I didn't even really care what he thought but he was so adamant and cocky that it got me heated. By the end of it we were shouting at each other and I had to apologize, which I think is what he wanted the whole time.

theedjman

Colorblind

My brother is colorblind. And he CONSTANTLY tries to correct me on what color things are.

"Hey could you hand me that red _____?" "that's orange" "no, it's red" "orange" "YOU CANT EVEN KNOW".

It is the base of our most common and heated arguments.

droneb2hive

Hot Water

About five years ago, my girlfriend (now wife) once had a very intense argument about whether or not hot water cleaned things better than cold water.

She genuinely believed that water temperature didn't matter. This is someone who has not one, but two masters degrees.

We argued for something like 2 hours, and we seriously almost broke up over the whole thing.

moniker5000

Biology Class

I had an argument with a girl IN THE MIDDLE OF A BIOLOGY CLASS in high school about how humans are not mammals. She thought a human was a human and we are not mammals because "mammals are animals and humans are not animals"

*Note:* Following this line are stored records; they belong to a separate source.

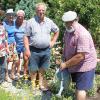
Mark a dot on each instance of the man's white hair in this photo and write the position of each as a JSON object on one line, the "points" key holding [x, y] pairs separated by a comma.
{"points": [[38, 4]]}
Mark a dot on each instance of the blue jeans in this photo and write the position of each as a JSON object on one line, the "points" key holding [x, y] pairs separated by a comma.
{"points": [[83, 80], [3, 65]]}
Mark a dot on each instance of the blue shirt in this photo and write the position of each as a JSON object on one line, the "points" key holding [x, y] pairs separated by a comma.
{"points": [[19, 33], [10, 29]]}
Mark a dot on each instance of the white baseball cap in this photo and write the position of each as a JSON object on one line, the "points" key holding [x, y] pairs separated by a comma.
{"points": [[9, 11], [69, 16]]}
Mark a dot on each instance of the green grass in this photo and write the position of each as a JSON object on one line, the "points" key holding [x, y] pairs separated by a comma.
{"points": [[5, 95]]}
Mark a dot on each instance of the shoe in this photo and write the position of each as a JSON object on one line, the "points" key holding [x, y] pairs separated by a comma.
{"points": [[8, 80], [5, 84]]}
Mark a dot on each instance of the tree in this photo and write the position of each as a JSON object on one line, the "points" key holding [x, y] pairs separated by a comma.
{"points": [[28, 6]]}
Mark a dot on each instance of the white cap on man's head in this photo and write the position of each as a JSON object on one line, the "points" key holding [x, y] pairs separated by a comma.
{"points": [[20, 13], [9, 11], [69, 16]]}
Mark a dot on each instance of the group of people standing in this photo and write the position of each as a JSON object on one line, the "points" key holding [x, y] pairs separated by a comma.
{"points": [[14, 30], [32, 38]]}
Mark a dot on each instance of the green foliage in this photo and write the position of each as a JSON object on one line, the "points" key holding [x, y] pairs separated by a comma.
{"points": [[28, 6]]}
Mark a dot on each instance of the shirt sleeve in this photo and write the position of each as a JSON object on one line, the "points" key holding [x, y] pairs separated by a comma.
{"points": [[83, 44], [54, 27]]}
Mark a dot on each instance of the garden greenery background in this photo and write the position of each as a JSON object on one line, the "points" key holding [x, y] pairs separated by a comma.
{"points": [[88, 12]]}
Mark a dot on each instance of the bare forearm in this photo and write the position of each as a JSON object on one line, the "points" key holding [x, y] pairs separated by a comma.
{"points": [[74, 60]]}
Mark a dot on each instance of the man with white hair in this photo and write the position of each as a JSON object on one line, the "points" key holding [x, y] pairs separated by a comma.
{"points": [[20, 31], [79, 54], [38, 30]]}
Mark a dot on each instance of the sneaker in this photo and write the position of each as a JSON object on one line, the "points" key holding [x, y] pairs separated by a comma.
{"points": [[5, 84], [18, 75]]}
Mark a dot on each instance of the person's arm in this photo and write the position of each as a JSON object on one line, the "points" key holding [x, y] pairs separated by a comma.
{"points": [[73, 61], [54, 39]]}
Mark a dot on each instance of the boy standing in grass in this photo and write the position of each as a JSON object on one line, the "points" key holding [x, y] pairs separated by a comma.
{"points": [[3, 50]]}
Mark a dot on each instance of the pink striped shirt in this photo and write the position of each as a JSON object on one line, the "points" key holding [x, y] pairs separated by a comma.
{"points": [[80, 41]]}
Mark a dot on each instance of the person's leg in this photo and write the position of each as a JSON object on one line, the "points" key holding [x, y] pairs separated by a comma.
{"points": [[43, 66], [33, 67], [84, 82], [25, 65], [80, 95]]}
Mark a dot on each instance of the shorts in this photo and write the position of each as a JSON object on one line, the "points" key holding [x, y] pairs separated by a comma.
{"points": [[40, 58], [12, 56], [20, 49], [83, 80]]}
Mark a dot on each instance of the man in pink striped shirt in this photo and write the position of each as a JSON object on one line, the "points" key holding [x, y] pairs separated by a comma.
{"points": [[79, 54]]}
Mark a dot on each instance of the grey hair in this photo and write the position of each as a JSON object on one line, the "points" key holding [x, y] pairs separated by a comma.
{"points": [[38, 4]]}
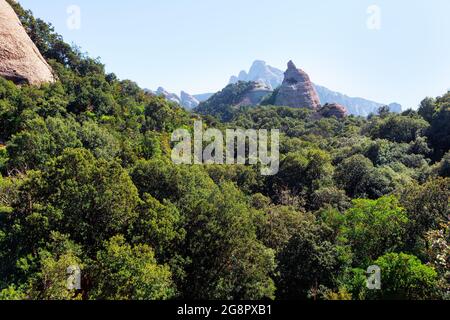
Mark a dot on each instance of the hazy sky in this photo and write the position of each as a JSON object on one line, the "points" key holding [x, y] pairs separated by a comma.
{"points": [[196, 45]]}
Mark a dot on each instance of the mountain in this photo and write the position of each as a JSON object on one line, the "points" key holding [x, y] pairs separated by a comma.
{"points": [[185, 99], [20, 59], [203, 97], [188, 101], [273, 77], [222, 104], [297, 90], [261, 72]]}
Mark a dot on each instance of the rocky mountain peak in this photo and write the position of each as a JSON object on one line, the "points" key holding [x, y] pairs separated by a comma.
{"points": [[20, 59], [297, 90]]}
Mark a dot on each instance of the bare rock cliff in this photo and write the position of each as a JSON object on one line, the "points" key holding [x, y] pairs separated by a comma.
{"points": [[20, 59], [297, 90]]}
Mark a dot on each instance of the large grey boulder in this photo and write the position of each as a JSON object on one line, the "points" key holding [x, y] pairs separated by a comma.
{"points": [[20, 59]]}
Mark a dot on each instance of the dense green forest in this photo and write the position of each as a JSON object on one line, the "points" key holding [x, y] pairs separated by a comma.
{"points": [[86, 179]]}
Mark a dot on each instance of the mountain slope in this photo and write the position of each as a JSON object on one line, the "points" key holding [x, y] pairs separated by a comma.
{"points": [[261, 72]]}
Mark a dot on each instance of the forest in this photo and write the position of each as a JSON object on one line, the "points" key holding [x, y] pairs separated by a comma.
{"points": [[87, 180]]}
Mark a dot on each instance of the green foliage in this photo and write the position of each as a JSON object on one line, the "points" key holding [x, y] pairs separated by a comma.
{"points": [[310, 259], [86, 179], [374, 227], [399, 128], [125, 272], [404, 277]]}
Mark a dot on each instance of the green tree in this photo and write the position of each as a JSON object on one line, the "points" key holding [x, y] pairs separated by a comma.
{"points": [[374, 227], [404, 277], [125, 272]]}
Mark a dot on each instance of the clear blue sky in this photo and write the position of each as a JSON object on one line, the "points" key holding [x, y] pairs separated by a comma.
{"points": [[196, 45]]}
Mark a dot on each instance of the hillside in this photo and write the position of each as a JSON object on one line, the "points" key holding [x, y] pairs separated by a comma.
{"points": [[270, 76]]}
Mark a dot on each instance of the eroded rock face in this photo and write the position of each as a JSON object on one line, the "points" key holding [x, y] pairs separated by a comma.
{"points": [[333, 110], [297, 90], [20, 60], [188, 101]]}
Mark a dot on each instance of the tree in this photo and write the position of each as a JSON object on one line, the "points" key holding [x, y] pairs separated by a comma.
{"points": [[309, 260], [427, 206], [359, 178], [404, 277], [399, 128], [374, 227]]}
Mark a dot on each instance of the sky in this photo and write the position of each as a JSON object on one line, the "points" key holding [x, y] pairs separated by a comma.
{"points": [[383, 50]]}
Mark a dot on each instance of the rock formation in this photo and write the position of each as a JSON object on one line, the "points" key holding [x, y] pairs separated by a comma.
{"points": [[264, 73], [168, 95], [261, 72], [333, 110], [297, 90], [20, 59], [188, 101]]}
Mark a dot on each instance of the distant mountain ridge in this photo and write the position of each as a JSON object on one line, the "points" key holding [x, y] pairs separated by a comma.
{"points": [[273, 77]]}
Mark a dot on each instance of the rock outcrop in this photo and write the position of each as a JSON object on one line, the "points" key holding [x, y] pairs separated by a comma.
{"points": [[264, 73], [260, 72], [233, 96], [20, 59], [188, 101], [172, 97], [333, 110], [297, 90]]}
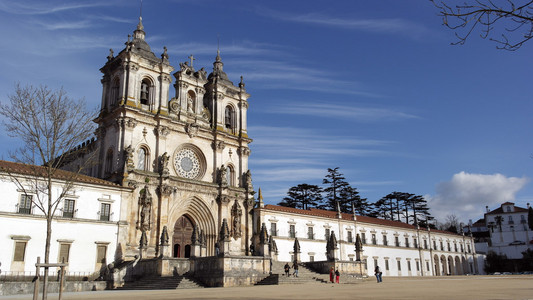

I tried explaining to her the difference between reptiles and mammals and how humans fall under the mammal category to try and educate her... but she just wouldn't listen.

I still have no idea why the BIOLOGY teacher did not get involved...

10d4plus8

Solid Or Liquid?

Some classmates and I got into a heated debate as to whether or not the human body could count as a soup, salad, or sandwich. The teacher got mad at us, but hey! All we were doing was watching a movie.

For the record, my logic lays with soup- Liquid contained within a solid, at a hot temperature.